Atualizado em 14 de janeiro de 2019 às 8:35
Cesare Batistti preso na Bolívia (Foto: Polizia di Stato/Itália)
Em 2001, Josias Quintal, a mando de Garotinho, precipitou-se em viajar para a Colômbia, mas não trouxe Beira-Mar. (Reprodução de O Globo).

Publicado originalmente no blog do autor

POR MARCELO AULER

Em busca de um trunfo político a ser usado como troféu, o capitão-presidente da República, Jair Bolsonaro, e seus ministros, entre os quais Sérgio Moro, da Justiça, não titubearam: despacharam na manhã de domingo uma aeronave da Polícia Federal para Santa Cruz de La Sierra, na Bolívia (1,6 mil quilômetros de Brasília, em linha reta), na expectativa de trazerem o italiano Cesare Battisti para o Brasil. A aeronave voltou com a mesma tripulação com que saiu do Brasil.Ou seja, sem o troféu desejado.

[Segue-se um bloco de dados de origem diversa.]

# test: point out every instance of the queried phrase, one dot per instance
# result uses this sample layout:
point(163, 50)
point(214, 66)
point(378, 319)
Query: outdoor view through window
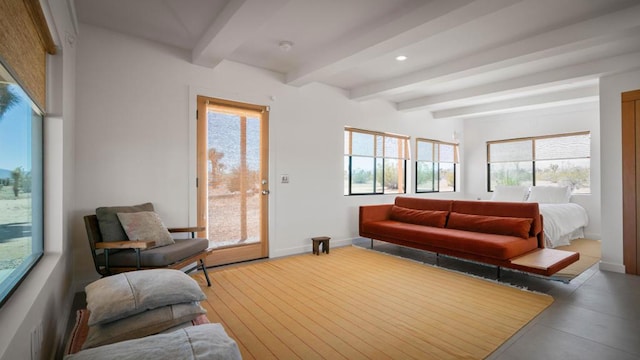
point(21, 237)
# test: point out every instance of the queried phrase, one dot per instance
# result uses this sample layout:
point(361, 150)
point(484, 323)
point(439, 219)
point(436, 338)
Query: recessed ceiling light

Talvez eles nem saibam, mas copiaram, 17 anos depois, a atitude infantil e precipitada do ex-governador do Rio de Janeiro, Anthony Garotinho, e do seu então secretário de Segurança Pública, Josias Quintal. Ocorreu também em um domingo, 22 de abril de 2001, dia seguinte ao anúncio, pelo então presidente da Colômbia, Andrés Pastrana, da prisão do traficante Luiz Fernando da Costa, o Fernandinho Beira-Mar.

Na ânsia de apresentar o então mais procurado criminoso do país como trunfo político, Garotinho determinou a ida de seu secretário de segurança – devidamente acompanhado de equipes de jornalistas – em um voo fretado que saiu do Rio de Janeiro na madrugada do domingo. Foi uma decisão dele e do seu então secretário que, dois dias depois, retornou no avião da Líder Táxi Aéreo com os mesmos passageiros com que levantou voo. O máximo que conseguiu foi uma conversa de 15 minutos com o traficante.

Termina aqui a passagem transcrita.